Dans les publications issues de l'affaire de 2004, les indications divergent sur la façon dont Cesare Battisti a été défendu lors de ces procès en Italie à partir de 1987. Ce dernier affirme qu'il n'a pas eu de communication avec sa défense, tandis que le gouvernement italien indique qu'il menait sa défense secrètement depuis sa fuite. Ce point semble important dans la perspective de l'affaire en France, car ce n'est que dans le cas où il est réputé avoir pu mener sa défense lui-même, que la contumace italienne, qui ne permet pas de nouveau procès, peut être compatible avec les règles françaises de l'extradition[17]). Sur ce point, Guillaume Perrault, journaliste au Figaro, rappelle à son tour qu'« en Italie, au contraire [de la France], un accusé a le droit de ne pas comparaître devant les jurés s'il l'estime utile à son système de défense.
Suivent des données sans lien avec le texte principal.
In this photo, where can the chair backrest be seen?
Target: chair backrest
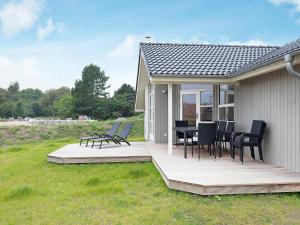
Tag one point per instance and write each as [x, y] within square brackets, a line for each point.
[181, 123]
[114, 128]
[258, 127]
[229, 130]
[207, 133]
[126, 130]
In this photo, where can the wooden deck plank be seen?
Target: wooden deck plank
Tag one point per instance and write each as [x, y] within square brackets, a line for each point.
[205, 176]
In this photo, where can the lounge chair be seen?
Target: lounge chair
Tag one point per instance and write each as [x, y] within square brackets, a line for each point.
[117, 138]
[109, 133]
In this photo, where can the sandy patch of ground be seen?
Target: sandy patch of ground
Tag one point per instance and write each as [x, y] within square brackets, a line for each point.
[15, 123]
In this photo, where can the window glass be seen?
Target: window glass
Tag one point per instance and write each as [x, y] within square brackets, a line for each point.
[226, 113]
[189, 108]
[195, 86]
[206, 113]
[206, 98]
[226, 94]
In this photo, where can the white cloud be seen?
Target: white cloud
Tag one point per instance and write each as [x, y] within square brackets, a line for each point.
[126, 49]
[23, 70]
[294, 3]
[257, 42]
[50, 27]
[19, 16]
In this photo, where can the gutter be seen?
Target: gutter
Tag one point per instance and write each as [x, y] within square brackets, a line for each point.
[289, 65]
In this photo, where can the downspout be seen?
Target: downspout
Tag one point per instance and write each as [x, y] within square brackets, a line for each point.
[289, 65]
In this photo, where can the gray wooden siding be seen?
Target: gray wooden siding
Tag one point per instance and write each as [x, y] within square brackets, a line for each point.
[161, 111]
[176, 106]
[275, 98]
[161, 114]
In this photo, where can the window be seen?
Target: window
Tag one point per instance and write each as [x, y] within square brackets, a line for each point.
[189, 108]
[226, 103]
[195, 86]
[206, 105]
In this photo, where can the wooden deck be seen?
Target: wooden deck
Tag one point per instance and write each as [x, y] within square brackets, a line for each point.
[74, 153]
[205, 176]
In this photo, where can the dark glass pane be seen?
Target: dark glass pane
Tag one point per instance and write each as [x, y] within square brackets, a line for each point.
[189, 108]
[195, 86]
[226, 113]
[226, 94]
[206, 113]
[206, 98]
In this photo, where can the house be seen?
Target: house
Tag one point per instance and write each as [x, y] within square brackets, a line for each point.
[199, 82]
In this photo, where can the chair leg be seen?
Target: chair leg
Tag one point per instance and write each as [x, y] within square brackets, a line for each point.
[260, 152]
[242, 154]
[252, 152]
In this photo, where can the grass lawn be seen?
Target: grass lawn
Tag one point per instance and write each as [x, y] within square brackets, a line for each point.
[33, 191]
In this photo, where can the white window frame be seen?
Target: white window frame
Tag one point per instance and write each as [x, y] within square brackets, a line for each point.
[225, 105]
[198, 103]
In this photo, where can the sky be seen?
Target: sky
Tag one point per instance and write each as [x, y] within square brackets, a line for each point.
[46, 43]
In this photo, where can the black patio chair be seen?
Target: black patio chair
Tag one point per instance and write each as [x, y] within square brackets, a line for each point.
[206, 136]
[109, 133]
[228, 133]
[252, 139]
[117, 138]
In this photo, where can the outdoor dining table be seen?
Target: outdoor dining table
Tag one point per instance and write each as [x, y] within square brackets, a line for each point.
[185, 131]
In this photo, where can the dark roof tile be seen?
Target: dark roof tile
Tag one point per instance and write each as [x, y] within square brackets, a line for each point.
[169, 59]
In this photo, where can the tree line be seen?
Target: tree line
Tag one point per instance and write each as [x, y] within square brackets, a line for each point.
[89, 96]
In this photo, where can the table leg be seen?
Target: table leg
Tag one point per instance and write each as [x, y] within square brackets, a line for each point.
[185, 151]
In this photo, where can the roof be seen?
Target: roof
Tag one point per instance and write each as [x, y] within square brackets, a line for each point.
[270, 57]
[165, 59]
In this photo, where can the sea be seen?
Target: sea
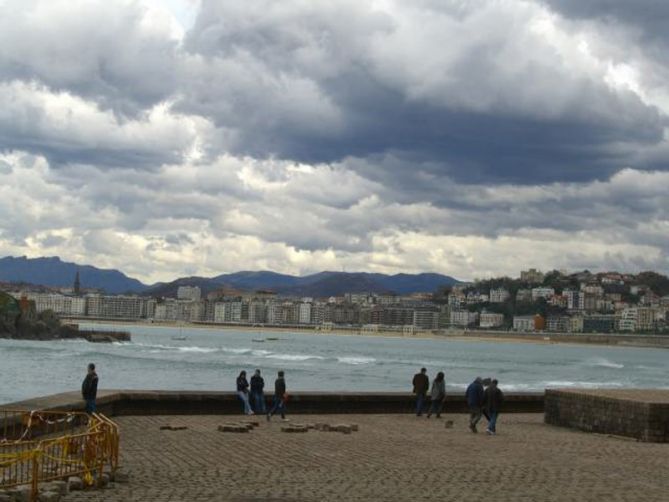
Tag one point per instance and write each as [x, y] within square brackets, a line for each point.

Qu'il attende en face du tribunal ou soit en fuite sous les tropiques, l'essentiel est qu'il ait eu connaissance de sa convocation, des voies de recours possibles et, surtout, qu'il ait pu préparer librement sa défense avec les avocats de son choix[18] ». Il rappelle en outre[18],[19] que cette procédure de contumace a été approuvée, le 14 décembre 1993, par le comité des ministres du Conseil de l'Europe, instance politique chargée de l'application des décisions de la Cour européenne des droits de l'homme, bien que, comme l'indique la défense de Cesare Battisti, les décisions judiciaires de la Cour de Strasbourg en elles-mêmes aient plusieurs fois contesté la condamnation par contumace italienne[20],[21],[22].
En fuite
Au Mexique, il vit de petits boulots. Il travaille dans des restaurants. Il crée une revue littéraire (via Libre en 1986, dont une version électronique existe encore aujourd'hui[23]), participe à la création du Festival du livre de Managua, organise la première Biennale d'Arts Graphiques à Mexico. Il commence à écrire sous l'impulsion du romancier Paco Ignacio Taibo II, il collabore à plusieurs journaux.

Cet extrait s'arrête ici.